As of right now, the city has legal action against the Williamsburg Apartments, H&E Enterprises/Avi Ohad, and Vinebrook Homes.

The city filed a lawsuit against Texas-based VineBrook in January 2023, claiming the company had broken a 2021 court settlement that obliged them to address issues at almost 900 public properties and cease its eviction procedures.

The property company, which is the biggest of numerous institutional investors buying Cincinnati single-family homes, also owns about 2,300 additional properties in the Tri-State area.

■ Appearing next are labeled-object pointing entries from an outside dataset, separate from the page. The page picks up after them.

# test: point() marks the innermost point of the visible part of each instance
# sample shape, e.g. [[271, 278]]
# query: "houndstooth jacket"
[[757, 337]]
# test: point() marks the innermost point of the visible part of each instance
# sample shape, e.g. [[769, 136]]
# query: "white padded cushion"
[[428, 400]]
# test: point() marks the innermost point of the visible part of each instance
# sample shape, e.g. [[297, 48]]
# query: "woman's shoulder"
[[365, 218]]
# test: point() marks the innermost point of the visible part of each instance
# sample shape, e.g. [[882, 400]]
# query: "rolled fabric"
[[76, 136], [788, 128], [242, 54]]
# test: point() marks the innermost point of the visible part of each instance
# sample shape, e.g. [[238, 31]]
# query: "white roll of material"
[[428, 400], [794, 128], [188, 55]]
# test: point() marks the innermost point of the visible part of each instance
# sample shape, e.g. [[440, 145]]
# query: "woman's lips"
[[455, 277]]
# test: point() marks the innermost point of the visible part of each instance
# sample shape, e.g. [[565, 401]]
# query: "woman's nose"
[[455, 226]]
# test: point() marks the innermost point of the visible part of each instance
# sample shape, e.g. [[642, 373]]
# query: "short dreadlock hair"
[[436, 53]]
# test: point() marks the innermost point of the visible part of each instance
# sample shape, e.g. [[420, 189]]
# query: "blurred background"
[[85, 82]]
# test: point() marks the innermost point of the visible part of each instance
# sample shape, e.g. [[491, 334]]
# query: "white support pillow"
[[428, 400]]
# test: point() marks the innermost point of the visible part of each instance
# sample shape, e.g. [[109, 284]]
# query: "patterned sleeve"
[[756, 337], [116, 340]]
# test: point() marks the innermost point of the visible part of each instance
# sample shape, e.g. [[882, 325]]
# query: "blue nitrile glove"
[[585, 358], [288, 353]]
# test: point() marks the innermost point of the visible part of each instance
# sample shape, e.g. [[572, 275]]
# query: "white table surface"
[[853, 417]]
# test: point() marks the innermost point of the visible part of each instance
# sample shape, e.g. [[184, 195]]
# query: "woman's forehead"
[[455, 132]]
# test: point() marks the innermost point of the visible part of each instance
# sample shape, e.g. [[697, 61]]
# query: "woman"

The city attorneys said that renters had not only complained of mildew, insect infestations, and water leaks, but also unsafe wiring, malfunctioning plumbing, and gas. As a result, H&E Enterprises and Avi Ohad were sued.

Ohad entered a plea of not guilty in January 2023 to the charge of neglecting to supply heat to tenants at a West Price Hill residence one year prior. The criminal judge then handed Ohad a suspended sentence of 180 days in jail, a fine, and probation.

On January 10, 2023, weeks after ruptured pipes flooded dozens of units around Christmastime, the city sued Williamsburg Apartments and Town Homes in Hartwell.

The lawsuit detailed extensive instances of neglected maintenance on the 976 units, such as water leaks, ceiling collapses, sewage backups, broken toilets or no hot water, mold growth, electrical risks, and infestations by rodents and insects.